M. Louvier knew, as I knew, that M. Collot was a gambler, and the chances
were that he would not pay. M. Louvier allows a year's interest on his
hypotheque to become due-notice thereof duly given to you by his agent--
now you come under the operation of the law. Of course, you know what
the law is?"

"Not exactly," answered Alain, feeling frostbitten by the congealing
words of his counsellor; "but I take it for granted that if I cannot pay
the interest of a sum borrowed on my property, that property itself is
forfeited."

"No, not quite that--the law is mild. If the interest which should be
paid half-yearly remains unpaid at the end of a year, the mortgagee has a
right to be impatient, has he not?"

"Certainly he has."

"Well, then, _on fait un commandement tendant de saisie immobiliere_,
viz: The mortgagee gives a notice that the property shall be put up for
sale.
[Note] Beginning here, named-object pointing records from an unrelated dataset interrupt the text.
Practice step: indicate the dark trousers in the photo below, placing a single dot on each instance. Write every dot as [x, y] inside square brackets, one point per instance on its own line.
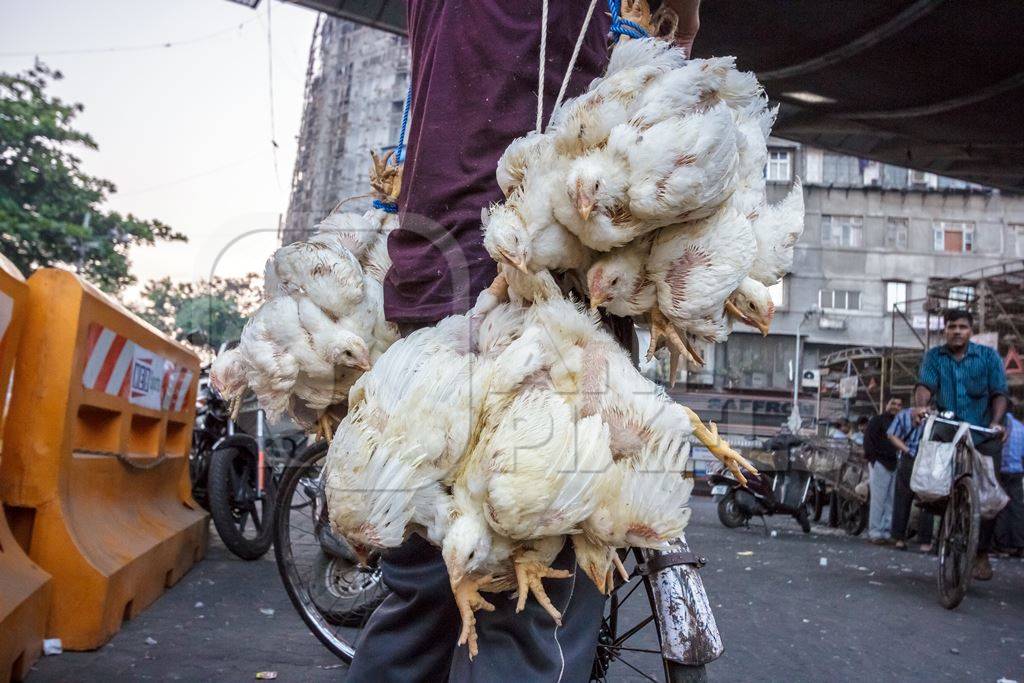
[412, 636]
[1010, 522]
[993, 449]
[903, 500]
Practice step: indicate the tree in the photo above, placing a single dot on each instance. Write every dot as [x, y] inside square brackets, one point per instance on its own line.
[49, 208]
[217, 307]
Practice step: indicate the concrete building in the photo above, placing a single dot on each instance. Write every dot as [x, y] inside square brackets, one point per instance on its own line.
[875, 233]
[875, 236]
[355, 90]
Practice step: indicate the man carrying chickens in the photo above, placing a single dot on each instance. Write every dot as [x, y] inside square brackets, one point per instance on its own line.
[473, 89]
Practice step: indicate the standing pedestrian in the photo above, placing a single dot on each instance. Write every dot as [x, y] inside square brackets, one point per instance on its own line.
[882, 459]
[1010, 522]
[969, 380]
[904, 433]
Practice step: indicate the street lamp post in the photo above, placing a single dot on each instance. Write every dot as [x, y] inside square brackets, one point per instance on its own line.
[795, 420]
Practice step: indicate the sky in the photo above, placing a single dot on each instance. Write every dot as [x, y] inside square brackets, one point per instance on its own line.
[184, 131]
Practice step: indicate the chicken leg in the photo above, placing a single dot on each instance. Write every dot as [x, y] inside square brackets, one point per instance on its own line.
[468, 599]
[528, 574]
[663, 332]
[720, 447]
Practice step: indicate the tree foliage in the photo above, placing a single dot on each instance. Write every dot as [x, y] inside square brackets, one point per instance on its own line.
[49, 209]
[217, 307]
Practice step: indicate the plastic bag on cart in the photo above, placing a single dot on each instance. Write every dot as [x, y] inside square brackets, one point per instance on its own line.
[933, 468]
[991, 498]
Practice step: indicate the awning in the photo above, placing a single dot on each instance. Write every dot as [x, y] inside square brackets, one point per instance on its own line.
[935, 85]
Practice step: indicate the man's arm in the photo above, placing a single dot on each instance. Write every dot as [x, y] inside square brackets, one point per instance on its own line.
[689, 22]
[997, 385]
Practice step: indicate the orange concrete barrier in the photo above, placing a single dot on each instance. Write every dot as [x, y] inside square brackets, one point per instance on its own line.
[25, 589]
[96, 457]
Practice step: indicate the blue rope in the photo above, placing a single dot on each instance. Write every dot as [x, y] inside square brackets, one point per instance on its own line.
[386, 207]
[399, 152]
[621, 27]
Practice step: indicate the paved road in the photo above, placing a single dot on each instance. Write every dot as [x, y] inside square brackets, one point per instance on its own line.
[870, 613]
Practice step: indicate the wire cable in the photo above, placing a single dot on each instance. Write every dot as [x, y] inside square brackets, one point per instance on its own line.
[131, 48]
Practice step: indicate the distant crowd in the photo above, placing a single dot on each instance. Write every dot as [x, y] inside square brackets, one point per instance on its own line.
[968, 380]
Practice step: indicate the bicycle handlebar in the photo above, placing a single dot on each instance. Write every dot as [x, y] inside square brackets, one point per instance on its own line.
[955, 423]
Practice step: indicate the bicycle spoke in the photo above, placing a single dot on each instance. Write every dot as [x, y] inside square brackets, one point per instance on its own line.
[649, 678]
[632, 632]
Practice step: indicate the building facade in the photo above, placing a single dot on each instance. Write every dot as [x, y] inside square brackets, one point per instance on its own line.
[875, 235]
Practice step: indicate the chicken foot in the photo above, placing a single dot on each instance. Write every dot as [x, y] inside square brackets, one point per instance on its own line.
[468, 599]
[663, 332]
[720, 447]
[528, 574]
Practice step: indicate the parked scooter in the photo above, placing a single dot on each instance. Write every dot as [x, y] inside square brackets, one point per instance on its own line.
[782, 492]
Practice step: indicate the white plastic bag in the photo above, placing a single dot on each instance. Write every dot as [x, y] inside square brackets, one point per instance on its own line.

Then it is put up for sale, and in most cases the mortgagee buys
it in. Here, certainly, no competitors in the mere business way would
vie with Louvier; the mortgage at three and a half per cent. covers more
than the estate is apparently worth. Ah! but stop, M. le Marquis; the
notice is not yet served: the whole process would take six months from
the day it is served to the taking possession after the sale; in the
meanwhile, if you pay the interest due, the action drops. Courage, M. le
Marquis! Hope yet, if you condescend to call me friend."

"And me," cried Lemercier; "I will sell out of my railway shares to-
morrow-see to it, Duplessis--enough to pay off the damnable interest.
See to it, _mon ami_."

"Agree to that, M. le Marquis, and you are safe for another year," said
Duplessis, folding up the paper on which he had made his notes, but
fixing on Alain quiet eyes half concealed under drooping lids.
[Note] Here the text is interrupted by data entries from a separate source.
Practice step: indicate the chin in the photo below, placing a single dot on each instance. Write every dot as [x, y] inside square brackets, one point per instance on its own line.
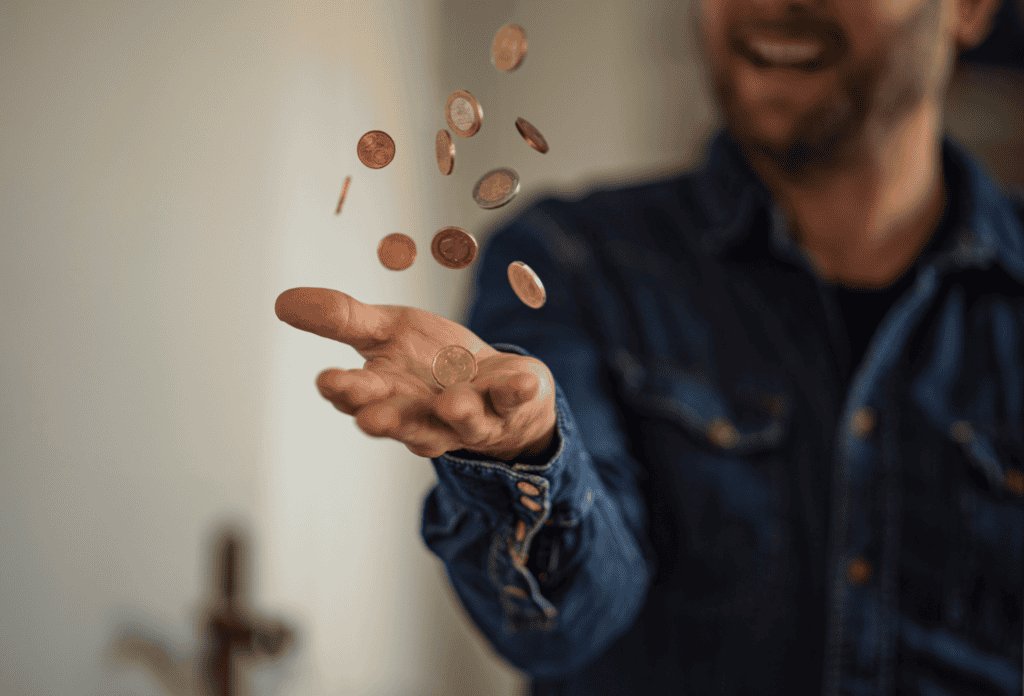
[797, 145]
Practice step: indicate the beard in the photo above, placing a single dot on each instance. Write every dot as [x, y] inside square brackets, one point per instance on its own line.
[869, 99]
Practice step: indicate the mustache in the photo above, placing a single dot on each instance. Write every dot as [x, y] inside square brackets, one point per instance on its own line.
[796, 27]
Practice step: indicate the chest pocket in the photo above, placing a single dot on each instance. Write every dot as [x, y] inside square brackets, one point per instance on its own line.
[984, 581]
[756, 420]
[714, 482]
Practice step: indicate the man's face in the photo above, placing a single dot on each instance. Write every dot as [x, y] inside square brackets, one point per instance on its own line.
[802, 82]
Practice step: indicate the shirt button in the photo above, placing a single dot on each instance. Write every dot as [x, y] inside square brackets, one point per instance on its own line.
[531, 504]
[862, 422]
[528, 488]
[962, 432]
[1014, 482]
[723, 433]
[858, 571]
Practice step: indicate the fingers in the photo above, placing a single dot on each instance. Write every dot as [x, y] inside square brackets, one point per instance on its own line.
[335, 315]
[349, 390]
[508, 390]
[462, 407]
[408, 420]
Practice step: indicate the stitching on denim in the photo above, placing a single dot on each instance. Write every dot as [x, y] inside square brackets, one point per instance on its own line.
[889, 568]
[510, 608]
[897, 323]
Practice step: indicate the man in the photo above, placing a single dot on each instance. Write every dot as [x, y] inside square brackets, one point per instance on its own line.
[766, 434]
"Agree to that!" cried Rochebriant, rising--"agree to allow even my worst
enemy to pay for me moneys I could never hope to repay--agree to allow
the oldest and most confiding friends to do so--M. Duplessis, never!
If I carried the porter's knot of an Auverguat, I should still remain
gentilhomme and Breton."

Duplessis, habitually the driest of men, rose with a moistened eye and
flushing cheek--"Monsieur le Marquis, vouchsafe me the honour to shake
hands with you. I, too, am by descent gentilhomme, by profession a
speculator on the Bourse. In both capacities I approve the sentiment you
have uttered. Certainly, if our friend Frederic lent you 7000 Louis or
so this year, it would be impossible for you even to foresee the year in
which you could repay it; but,"--here Duplessis paused a minute, and then
lowering the tone of his voice, which had been somewhat vehement and
enthusiastic, into that of a colloquial good-fellowship, equally rare to
the measured reserve of the financier, he asked, with a lively twinkle of
his grey eye, "Did you never hear, Marquis, of a little encounter between
me and M. Louvier?"

"Encounter at arms--does Louvier fight?" asked Alain, innocently.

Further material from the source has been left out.